# Texas Resident but work out of state



## 2stonetone (Jun 17, 2018)

Recently got into electrical work again in pursuit of a JM license. I live in Texas but work at an out of state site. It is my first job back in the trade after 10 years away (I was a 1st year apprentice). How do I make sure I get the job hour credit toward my JM for Texas if on the road?


----------



## MechanicalDVR (Dec 29, 2007)

Have your employer document your hours.

Keep a log of your work and keep your pay stubs.


----------



## John Valdes (May 17, 2007)

Welcome to Electrician Talk. 
Please take a few minutes and fill out your profile.


----------



## 2stonetone (Jun 17, 2018)

@MechanicalDVR I appreciate the help. I also found a form that I can get the Master Electrician to fill out.


----------



## MechanicalDVR (Dec 29, 2007)

2stonetone said:


> @MechanicalDVR I appreciate the help. I also found a form that I can get the Master Electrician to fill out.


Anytime bro!

I've seen the forms in the past but forgot about them.


----------



## active1 (Dec 29, 2009)

For Texas you need to work under a Texas master electrician.
There's a few states that TX reciprocates experience with.
I can't name them all, don't want to post guesses, but can tell you Oklahoma and Kentucky to recip. exp.
California, Nevada, Illinois are no good for TX.

So ask your employer if they hold a TX master license.
Or any of the other TX reciprocating experience master licenses.

Another option is any co-workers also can sign off on your experience.
Again they need to have the TX master or license the reciprocates.
Technically I think they are to be supervising you.
The catch is staying in contact with coworkers to get them to sign off later.
Or getting them to sign off routinely.

Some states make it very difficult where it needs to be on their form, notarized, and no older then 6 months.
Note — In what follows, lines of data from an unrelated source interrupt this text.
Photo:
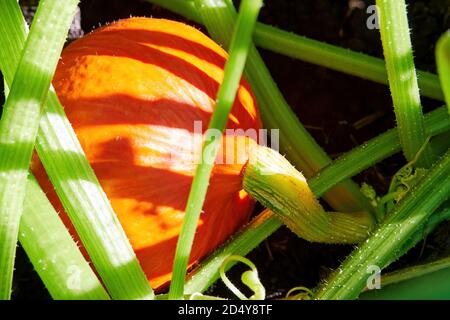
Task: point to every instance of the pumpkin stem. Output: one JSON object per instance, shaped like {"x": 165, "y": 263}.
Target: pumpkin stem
{"x": 272, "y": 180}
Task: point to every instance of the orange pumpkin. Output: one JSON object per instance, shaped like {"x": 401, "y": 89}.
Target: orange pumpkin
{"x": 132, "y": 91}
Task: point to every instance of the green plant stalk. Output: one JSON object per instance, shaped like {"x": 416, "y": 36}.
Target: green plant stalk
{"x": 20, "y": 120}
{"x": 316, "y": 52}
{"x": 443, "y": 64}
{"x": 395, "y": 37}
{"x": 294, "y": 140}
{"x": 425, "y": 281}
{"x": 234, "y": 67}
{"x": 388, "y": 241}
{"x": 269, "y": 178}
{"x": 348, "y": 165}
{"x": 74, "y": 180}
{"x": 52, "y": 251}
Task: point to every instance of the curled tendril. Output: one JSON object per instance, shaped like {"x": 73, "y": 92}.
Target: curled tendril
{"x": 400, "y": 185}
{"x": 250, "y": 278}
{"x": 303, "y": 294}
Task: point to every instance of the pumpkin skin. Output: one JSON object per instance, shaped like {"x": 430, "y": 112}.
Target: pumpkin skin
{"x": 132, "y": 91}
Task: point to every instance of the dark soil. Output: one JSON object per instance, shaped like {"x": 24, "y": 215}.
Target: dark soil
{"x": 327, "y": 102}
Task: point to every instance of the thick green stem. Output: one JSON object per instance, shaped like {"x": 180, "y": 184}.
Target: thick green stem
{"x": 344, "y": 167}
{"x": 398, "y": 54}
{"x": 52, "y": 251}
{"x": 443, "y": 64}
{"x": 390, "y": 238}
{"x": 273, "y": 181}
{"x": 295, "y": 141}
{"x": 316, "y": 52}
{"x": 20, "y": 119}
{"x": 225, "y": 97}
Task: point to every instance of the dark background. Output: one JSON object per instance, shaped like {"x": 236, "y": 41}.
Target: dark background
{"x": 327, "y": 102}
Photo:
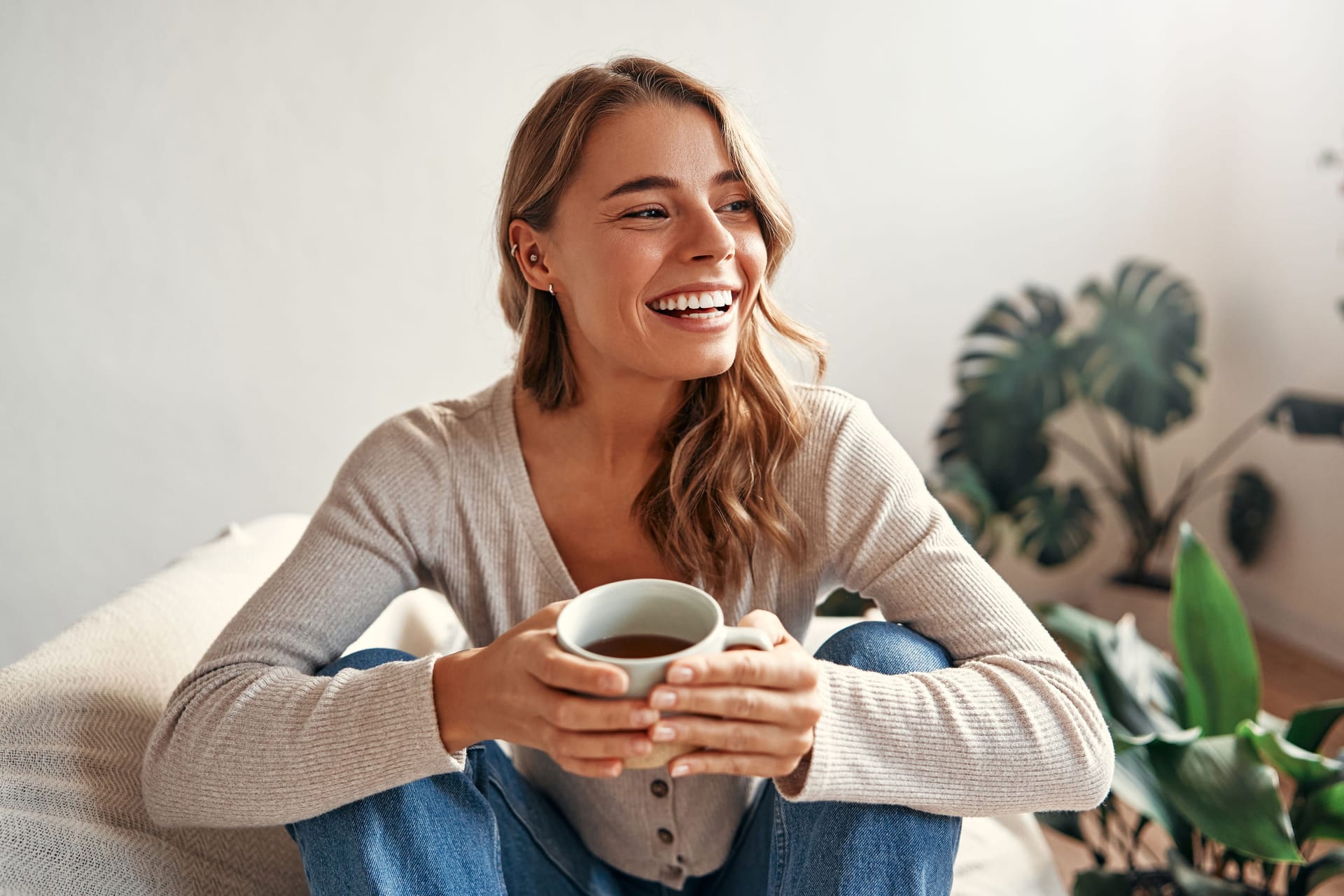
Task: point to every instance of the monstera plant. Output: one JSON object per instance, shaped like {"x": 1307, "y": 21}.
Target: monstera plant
{"x": 1130, "y": 360}
{"x": 1198, "y": 757}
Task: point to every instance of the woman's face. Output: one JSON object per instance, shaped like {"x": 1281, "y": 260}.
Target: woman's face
{"x": 654, "y": 211}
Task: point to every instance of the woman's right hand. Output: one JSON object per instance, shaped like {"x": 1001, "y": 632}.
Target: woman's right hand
{"x": 527, "y": 690}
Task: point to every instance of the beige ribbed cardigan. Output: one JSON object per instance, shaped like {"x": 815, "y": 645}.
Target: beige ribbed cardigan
{"x": 438, "y": 496}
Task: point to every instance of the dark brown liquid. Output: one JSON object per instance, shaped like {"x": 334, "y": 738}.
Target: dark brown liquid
{"x": 634, "y": 647}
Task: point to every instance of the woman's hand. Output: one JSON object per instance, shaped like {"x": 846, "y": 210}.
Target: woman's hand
{"x": 762, "y": 706}
{"x": 521, "y": 688}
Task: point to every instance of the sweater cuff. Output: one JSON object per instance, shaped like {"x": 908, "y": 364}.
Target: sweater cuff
{"x": 806, "y": 780}
{"x": 441, "y": 758}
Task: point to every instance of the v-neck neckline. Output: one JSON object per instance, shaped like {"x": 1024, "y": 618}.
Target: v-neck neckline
{"x": 515, "y": 466}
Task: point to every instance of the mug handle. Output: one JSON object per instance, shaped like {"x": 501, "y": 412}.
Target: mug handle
{"x": 736, "y": 636}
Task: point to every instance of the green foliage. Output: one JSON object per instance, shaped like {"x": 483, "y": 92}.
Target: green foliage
{"x": 1135, "y": 368}
{"x": 1195, "y": 752}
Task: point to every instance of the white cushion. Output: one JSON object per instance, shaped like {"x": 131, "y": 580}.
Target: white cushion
{"x": 76, "y": 715}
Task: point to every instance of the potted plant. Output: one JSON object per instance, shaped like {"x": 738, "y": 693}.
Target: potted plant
{"x": 1129, "y": 362}
{"x": 1196, "y": 755}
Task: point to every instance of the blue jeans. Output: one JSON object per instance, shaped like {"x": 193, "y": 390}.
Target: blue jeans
{"x": 486, "y": 830}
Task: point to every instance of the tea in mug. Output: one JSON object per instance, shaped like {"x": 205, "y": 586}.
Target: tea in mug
{"x": 636, "y": 647}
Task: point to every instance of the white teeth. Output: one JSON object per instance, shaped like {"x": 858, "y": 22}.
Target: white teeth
{"x": 720, "y": 298}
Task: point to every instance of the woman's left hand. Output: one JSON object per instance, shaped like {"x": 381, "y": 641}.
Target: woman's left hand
{"x": 766, "y": 701}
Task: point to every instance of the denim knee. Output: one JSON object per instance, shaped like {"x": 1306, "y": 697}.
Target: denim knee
{"x": 365, "y": 659}
{"x": 878, "y": 645}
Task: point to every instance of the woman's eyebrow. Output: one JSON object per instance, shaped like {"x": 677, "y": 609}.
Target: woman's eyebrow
{"x": 654, "y": 182}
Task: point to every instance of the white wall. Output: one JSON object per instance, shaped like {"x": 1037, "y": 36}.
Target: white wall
{"x": 233, "y": 237}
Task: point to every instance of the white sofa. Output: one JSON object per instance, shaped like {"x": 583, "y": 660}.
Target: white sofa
{"x": 76, "y": 715}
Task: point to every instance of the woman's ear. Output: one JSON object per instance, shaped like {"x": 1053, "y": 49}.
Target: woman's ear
{"x": 528, "y": 251}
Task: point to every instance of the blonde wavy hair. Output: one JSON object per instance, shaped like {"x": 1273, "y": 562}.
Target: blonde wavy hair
{"x": 715, "y": 489}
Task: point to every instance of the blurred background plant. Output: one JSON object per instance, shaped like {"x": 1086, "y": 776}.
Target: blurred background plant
{"x": 1128, "y": 354}
{"x": 1196, "y": 755}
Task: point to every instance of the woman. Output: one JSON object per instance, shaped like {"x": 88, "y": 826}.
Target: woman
{"x": 638, "y": 435}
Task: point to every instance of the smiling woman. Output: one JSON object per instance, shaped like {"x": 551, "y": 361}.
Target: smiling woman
{"x": 648, "y": 230}
{"x": 644, "y": 431}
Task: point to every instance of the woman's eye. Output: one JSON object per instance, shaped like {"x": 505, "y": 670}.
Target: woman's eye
{"x": 746, "y": 206}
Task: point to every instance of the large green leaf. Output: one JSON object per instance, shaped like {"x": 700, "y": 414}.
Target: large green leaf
{"x": 1212, "y": 643}
{"x": 1196, "y": 883}
{"x": 1317, "y": 872}
{"x": 1006, "y": 448}
{"x": 1323, "y": 814}
{"x": 1312, "y": 723}
{"x": 1224, "y": 789}
{"x": 1250, "y": 512}
{"x": 1056, "y": 526}
{"x": 1308, "y": 414}
{"x": 1310, "y": 770}
{"x": 1016, "y": 360}
{"x": 1140, "y": 356}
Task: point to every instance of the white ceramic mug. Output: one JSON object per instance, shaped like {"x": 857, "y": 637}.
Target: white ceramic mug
{"x": 651, "y": 606}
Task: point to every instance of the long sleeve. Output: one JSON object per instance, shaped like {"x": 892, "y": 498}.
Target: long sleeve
{"x": 252, "y": 736}
{"x": 1009, "y": 727}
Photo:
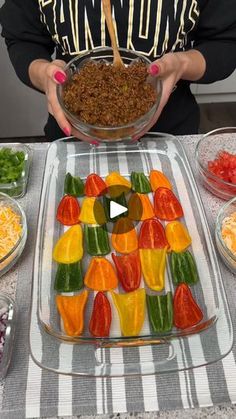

Off my head I think it only needs to be on the TX form.

So if your employer or coworkers don't have a TX master or reciprocating master, then your experience dosen't count to the state.

Also there are a few out there that don't like signing those experience forms.
So some areas made it possible to prove your experience another way.
Don't think this is possible in TX.
But they passed a new rule that TX electrical contractors must sign off a workers experience form in so many days. But it dosn't apply to you if your company is not registered in TX.


----------